A socially significant change can be defined as a change in the occurrence of behavior to levels acceptable to the client and socially relevant stakeholders (e.g., caregivers, other therapists, teachers, funding agencies, etc. [8]. This differs from statistically significant change.Statistical significance refers to the probability that an observed difference between the experimental and control group occurred if the independent variable really had no effect. A demarcating example could be as follows: An individual is observed to strike their own head at a rate of 100 times per hour with a standard deviation of 10 strikes to the head. An intervention put into place that consistently results in a reduction of self-injury to 50 times per hour across all participants exposed to the intervention with a standard deviation of 5. This reduction will surely be statistically significant. However, these results would not be socially significant as the individual is still engaging in self-injurious behavior at rates harmful to his or her overall health. Statistically, the intervention would have been deemed effective. Based on social significance, the intervention would still need a lot of improvement.This does not mean that all statistically significant differences are not socially significant. Only that social significance is a different criterion by which to judge change in behavior.

The use of visual analysis has been argued by some as bias on part of the individual interpreting the data which leads to inconsistent analysis [9]. This has led some to propose structured criteria for interpreting within-subject design graphs [10] as well as the use of statistical techniques for interpreting within-subject design data [11]. However, other researchers have observed relatively high consistency among those trained in the visual analysis of within-subject design graphs [12]. As such, visual analysis in most published research and clinical settings does not use structured interpretation criteria nor statistical techniques.
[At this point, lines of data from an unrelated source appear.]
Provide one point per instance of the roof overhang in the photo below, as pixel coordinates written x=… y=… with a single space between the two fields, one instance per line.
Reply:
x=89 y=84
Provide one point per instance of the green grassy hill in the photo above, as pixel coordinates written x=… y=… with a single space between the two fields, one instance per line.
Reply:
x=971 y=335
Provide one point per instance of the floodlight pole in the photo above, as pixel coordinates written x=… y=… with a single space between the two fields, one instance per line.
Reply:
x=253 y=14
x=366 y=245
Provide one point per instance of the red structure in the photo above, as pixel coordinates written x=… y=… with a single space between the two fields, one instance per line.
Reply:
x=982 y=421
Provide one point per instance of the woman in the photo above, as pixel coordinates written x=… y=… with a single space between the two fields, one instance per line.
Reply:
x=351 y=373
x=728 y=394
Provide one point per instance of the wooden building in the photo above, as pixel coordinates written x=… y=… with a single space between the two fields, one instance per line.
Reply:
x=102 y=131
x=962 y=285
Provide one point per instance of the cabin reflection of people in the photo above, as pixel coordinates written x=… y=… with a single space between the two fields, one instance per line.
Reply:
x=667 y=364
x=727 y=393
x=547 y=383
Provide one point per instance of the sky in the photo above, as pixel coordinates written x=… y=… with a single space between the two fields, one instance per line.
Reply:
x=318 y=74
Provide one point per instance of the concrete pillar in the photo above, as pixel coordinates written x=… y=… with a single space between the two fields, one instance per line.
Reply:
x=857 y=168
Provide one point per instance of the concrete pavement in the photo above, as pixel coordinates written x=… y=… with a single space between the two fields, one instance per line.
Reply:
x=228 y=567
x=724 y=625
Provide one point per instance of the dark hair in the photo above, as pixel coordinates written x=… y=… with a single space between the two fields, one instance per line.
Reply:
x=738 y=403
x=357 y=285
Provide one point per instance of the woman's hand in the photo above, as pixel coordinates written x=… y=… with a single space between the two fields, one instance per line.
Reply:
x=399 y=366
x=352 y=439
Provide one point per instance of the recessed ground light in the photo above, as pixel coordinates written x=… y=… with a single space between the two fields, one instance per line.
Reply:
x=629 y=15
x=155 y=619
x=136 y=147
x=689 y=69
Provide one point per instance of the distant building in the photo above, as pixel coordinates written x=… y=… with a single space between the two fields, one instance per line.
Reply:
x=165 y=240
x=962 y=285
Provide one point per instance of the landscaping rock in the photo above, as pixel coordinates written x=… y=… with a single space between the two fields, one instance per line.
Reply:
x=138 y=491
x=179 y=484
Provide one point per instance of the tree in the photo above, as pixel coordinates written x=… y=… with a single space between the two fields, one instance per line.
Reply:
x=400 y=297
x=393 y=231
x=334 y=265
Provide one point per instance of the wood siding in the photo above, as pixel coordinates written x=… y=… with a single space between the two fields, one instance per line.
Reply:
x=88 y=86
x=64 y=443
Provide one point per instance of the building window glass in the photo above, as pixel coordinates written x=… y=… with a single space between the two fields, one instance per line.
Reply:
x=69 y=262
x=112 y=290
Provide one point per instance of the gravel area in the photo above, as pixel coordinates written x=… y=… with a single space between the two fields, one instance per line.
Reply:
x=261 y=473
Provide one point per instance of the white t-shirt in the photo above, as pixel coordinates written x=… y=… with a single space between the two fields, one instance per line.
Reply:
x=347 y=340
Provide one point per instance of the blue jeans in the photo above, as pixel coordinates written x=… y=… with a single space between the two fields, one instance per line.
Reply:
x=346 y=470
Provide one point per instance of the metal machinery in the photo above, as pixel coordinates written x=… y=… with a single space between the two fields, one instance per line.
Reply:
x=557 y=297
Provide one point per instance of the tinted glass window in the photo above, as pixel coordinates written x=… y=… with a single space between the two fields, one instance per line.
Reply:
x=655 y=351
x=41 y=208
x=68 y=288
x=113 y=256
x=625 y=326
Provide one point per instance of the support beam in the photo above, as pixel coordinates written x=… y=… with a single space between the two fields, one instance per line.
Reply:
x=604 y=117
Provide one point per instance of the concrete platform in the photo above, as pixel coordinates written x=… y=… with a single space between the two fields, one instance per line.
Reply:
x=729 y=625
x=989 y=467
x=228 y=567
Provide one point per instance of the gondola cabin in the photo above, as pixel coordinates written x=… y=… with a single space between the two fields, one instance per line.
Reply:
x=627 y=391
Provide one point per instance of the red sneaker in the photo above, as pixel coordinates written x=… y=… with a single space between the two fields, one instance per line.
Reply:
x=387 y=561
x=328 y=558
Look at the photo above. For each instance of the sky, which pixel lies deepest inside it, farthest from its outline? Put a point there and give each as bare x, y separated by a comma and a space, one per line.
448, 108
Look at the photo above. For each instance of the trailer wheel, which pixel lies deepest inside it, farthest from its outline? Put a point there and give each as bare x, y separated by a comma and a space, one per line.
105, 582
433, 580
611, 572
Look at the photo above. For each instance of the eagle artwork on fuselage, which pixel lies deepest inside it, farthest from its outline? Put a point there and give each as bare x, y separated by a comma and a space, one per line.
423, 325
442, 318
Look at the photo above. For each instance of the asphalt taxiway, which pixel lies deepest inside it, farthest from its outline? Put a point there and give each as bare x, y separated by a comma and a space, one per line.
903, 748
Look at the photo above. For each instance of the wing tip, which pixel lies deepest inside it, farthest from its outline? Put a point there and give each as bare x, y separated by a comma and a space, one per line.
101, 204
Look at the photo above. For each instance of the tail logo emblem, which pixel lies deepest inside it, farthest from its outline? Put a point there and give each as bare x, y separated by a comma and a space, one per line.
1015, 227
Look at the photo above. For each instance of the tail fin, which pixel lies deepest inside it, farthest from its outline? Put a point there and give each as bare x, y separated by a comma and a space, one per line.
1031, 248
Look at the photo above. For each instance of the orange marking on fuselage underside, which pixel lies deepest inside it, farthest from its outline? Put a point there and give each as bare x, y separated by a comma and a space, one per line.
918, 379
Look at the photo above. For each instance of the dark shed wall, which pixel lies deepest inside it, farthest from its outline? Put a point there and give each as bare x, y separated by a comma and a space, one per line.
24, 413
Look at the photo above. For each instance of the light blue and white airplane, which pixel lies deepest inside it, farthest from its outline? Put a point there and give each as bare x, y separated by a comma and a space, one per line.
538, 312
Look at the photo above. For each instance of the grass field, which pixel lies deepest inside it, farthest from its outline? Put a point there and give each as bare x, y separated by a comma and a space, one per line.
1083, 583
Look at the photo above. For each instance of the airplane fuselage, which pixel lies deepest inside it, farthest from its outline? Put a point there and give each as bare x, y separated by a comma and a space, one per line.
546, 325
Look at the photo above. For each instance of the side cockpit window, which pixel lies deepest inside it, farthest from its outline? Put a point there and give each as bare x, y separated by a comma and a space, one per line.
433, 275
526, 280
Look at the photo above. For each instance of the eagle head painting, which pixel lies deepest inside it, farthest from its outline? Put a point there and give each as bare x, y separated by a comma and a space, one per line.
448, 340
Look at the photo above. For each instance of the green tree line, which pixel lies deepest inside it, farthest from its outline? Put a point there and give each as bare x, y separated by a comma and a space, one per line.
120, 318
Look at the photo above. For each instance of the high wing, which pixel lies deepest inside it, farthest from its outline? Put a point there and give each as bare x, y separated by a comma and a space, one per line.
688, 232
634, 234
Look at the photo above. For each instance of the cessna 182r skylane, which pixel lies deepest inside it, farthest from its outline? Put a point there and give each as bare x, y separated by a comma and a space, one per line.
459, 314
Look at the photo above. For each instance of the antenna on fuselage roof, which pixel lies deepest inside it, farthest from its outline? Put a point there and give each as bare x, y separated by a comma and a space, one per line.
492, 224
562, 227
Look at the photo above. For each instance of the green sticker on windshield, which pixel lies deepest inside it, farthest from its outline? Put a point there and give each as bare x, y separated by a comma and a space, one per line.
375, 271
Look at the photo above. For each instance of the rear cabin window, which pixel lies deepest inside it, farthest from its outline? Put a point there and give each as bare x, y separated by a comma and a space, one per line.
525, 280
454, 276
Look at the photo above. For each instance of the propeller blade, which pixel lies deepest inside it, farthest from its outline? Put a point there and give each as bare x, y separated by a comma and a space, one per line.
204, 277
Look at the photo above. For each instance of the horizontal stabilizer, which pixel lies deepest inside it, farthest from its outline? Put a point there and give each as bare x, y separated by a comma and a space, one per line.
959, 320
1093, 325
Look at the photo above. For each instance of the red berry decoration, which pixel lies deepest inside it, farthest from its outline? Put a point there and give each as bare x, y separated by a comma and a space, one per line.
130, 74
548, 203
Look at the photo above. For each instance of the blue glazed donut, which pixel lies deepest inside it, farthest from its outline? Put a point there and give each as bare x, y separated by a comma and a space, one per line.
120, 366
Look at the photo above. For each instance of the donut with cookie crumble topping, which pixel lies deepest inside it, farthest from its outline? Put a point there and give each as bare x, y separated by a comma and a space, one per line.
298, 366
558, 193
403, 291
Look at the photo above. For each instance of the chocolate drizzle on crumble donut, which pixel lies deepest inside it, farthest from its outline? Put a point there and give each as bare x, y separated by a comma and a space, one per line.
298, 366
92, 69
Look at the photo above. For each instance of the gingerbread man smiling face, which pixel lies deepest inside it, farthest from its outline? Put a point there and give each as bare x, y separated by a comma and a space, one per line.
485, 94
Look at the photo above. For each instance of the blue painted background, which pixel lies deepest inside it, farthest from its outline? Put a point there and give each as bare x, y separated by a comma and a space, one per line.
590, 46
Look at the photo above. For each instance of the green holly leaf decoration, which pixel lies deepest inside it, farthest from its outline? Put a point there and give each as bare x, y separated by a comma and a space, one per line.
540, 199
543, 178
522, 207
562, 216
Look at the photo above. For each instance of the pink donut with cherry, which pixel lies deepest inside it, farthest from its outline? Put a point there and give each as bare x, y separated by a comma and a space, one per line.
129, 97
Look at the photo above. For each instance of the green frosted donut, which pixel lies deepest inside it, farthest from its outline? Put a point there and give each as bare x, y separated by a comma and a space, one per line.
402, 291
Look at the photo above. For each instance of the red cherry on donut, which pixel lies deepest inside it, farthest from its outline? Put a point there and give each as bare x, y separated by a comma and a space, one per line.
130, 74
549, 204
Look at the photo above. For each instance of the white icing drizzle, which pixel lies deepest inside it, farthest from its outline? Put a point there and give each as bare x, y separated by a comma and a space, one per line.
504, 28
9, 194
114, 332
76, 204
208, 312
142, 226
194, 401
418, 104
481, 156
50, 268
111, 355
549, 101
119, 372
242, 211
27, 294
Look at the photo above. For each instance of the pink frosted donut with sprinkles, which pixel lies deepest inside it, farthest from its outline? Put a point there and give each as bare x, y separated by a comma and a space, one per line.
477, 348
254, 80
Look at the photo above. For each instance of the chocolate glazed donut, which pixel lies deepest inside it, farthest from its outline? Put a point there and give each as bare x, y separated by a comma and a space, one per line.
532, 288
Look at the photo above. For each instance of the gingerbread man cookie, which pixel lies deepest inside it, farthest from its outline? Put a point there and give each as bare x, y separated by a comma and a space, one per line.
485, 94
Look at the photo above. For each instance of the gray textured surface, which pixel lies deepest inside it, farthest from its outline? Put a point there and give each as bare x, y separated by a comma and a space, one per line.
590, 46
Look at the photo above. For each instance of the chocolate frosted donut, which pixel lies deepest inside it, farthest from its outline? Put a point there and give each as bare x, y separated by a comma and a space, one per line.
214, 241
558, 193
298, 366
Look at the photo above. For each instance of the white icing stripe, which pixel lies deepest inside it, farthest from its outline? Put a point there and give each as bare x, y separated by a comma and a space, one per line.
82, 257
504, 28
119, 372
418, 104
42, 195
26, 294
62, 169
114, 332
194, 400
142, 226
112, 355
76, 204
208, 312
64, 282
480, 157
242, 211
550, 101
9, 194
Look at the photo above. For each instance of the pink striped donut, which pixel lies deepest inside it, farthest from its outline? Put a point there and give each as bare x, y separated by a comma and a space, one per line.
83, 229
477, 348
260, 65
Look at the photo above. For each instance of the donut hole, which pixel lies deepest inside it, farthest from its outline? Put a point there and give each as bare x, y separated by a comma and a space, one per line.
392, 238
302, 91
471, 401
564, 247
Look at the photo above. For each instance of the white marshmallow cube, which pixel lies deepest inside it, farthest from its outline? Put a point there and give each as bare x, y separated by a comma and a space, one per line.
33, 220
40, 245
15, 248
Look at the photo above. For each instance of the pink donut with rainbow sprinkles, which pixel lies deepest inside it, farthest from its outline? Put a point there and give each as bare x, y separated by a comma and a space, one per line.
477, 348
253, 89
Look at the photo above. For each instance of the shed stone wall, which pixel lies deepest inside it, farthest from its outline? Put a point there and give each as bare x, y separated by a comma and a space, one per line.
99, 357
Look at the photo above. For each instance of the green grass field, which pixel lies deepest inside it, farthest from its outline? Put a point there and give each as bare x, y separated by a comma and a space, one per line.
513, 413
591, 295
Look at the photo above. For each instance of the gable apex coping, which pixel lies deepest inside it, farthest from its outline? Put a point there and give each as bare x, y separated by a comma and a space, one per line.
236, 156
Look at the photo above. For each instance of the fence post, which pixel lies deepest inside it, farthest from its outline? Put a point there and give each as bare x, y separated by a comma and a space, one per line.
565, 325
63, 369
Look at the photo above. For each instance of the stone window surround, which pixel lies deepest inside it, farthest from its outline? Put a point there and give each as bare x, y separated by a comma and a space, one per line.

The second requirement for labeling an intervention as effective is functional control. Similar to group designs, demonstrating functional control using a within-subject design involves comparison of observations in a treatment condition to observations in a control condition. This control condition is often referred to as a baseline period and provides measurement of the behavior in the absence of the intervention. Observations are typically collected until stability in responding is achieved or the behavior is trending (i.e., increase or decreasing) in a direction opposite to the intended effect of the intervention. The overall level, variability, and trend during the baseline control condition is then compared to the level, variability, and trend during the intervention condition. If these comparisons can be verified and replicated within a subject, the intervention could be argued to have demonstrated functional control over responding. How verification and replication are demonstrated visually depends on the type of within-subject design used.

Common Within-Subject Designs

ABAB reversal design

Figure 1 shows an example ABAB reversal design. This design starts in a baseline/control condition until one of two things occur. First would be that stability in responding is observed. Stability can be defined as an absence of trend (behavior increasing or decreasing) and all measures fall within a small range of values (low variability) [11]. Second would be that the data path has a trend in the opposite direction to what is expected with the intervention. For example, if an intervention is aimed at decreasing self-injurious behavior, an increasing baseline trend would suggest the researcher could implement the intervention. This is because reduction in selfinjurious behavior during the intervention would not be confounded with the baseline trend (Figure 1).